Emotion est le maître mot de cette musique, que ce soit sur les cinq morceaux originaux ou sur les deux reprises de standards : « Nobody Else But Me » de Jerome Kern et la ballade « My Ideal », ici rendue dans un superbe arrangement dépouillé qui met en exergue tout le romantisme de cette composition de Whiting et Chase (on imagine sans peine un Chet Baker chanter les paroles de Leo Robin sur cette trame sensuelle et délicate).

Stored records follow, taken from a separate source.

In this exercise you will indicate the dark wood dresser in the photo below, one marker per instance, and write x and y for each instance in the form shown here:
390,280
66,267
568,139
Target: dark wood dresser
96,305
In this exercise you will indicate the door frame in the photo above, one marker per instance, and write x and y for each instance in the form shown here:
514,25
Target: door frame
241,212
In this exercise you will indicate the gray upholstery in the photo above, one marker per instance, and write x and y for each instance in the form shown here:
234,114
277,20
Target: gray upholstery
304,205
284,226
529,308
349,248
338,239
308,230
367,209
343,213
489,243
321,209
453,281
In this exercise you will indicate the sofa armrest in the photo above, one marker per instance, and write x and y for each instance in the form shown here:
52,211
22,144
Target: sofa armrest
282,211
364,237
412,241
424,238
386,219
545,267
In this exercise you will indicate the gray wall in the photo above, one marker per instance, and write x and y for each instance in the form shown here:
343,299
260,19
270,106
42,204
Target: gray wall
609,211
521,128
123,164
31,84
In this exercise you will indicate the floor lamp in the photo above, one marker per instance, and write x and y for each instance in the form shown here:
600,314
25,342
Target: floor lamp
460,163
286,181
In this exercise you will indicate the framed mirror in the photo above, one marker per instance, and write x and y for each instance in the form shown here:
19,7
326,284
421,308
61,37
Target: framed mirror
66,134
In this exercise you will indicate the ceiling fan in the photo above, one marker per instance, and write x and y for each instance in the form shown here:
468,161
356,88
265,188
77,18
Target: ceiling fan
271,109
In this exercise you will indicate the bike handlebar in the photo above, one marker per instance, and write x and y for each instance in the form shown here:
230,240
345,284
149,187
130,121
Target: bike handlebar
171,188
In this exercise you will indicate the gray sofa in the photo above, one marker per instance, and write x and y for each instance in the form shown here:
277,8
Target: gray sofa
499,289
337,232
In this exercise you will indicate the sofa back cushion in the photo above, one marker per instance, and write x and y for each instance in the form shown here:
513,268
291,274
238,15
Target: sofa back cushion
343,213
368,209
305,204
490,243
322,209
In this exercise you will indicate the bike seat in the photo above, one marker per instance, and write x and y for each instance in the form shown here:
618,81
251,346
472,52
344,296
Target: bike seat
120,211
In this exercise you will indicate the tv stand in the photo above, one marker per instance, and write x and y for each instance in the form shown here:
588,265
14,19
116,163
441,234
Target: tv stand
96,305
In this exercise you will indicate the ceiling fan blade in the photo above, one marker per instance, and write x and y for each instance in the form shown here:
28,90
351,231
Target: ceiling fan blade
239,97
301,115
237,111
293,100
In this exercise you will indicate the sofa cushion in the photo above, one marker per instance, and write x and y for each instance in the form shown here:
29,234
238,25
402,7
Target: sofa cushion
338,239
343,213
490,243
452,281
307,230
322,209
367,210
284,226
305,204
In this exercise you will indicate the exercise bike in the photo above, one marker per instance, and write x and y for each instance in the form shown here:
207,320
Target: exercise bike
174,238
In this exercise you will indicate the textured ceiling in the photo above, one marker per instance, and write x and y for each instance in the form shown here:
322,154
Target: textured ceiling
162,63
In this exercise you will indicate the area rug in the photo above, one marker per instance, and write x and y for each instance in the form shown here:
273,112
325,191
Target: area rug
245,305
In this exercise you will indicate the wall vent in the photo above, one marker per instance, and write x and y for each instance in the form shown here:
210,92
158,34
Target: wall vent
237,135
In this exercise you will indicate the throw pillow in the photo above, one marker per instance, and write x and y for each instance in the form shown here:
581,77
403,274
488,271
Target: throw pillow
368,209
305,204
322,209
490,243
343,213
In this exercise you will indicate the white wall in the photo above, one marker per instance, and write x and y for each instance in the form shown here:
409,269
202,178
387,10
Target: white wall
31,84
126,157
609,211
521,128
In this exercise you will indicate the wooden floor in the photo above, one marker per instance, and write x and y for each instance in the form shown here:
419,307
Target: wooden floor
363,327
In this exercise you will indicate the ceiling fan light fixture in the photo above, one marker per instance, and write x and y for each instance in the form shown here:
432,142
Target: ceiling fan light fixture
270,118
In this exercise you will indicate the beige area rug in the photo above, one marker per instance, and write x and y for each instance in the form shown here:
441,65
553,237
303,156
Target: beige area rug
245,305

A peine plus nerveux, « Night Stories » met en évidence les influences multiples du guitariste. Un zeste de Jim Hall, un autre de Jonathan Kreisberg, même si, dans l’ensemble, le style reste personnel. On sent bien de toutes façons que ce qui motive Robert Keßler, ce n’est ni de jouer comme l’un ou l’autre mais plutôt de mettre son talent au service de la composition. Ce qu’en ses propres termes, il traduit par la formule : « il s’agit toujours de la chanson. La musique n’a pas besoin d’ego ». « Le Pull Vert » laisse quand même apparaître une référence plus marquée à Bill Frisell dont il émule certains effets dans une approche atmosphérique.

Ecouter « Little People », c’est entrer dans un univers de raffinement qui mène à la joie. Servi par une prise de son impeccable, c’est en définitive un de ces albums rares qui transcendent les frontières de ce qu’on attend habituellement d’un trio guitare/basse/batterie.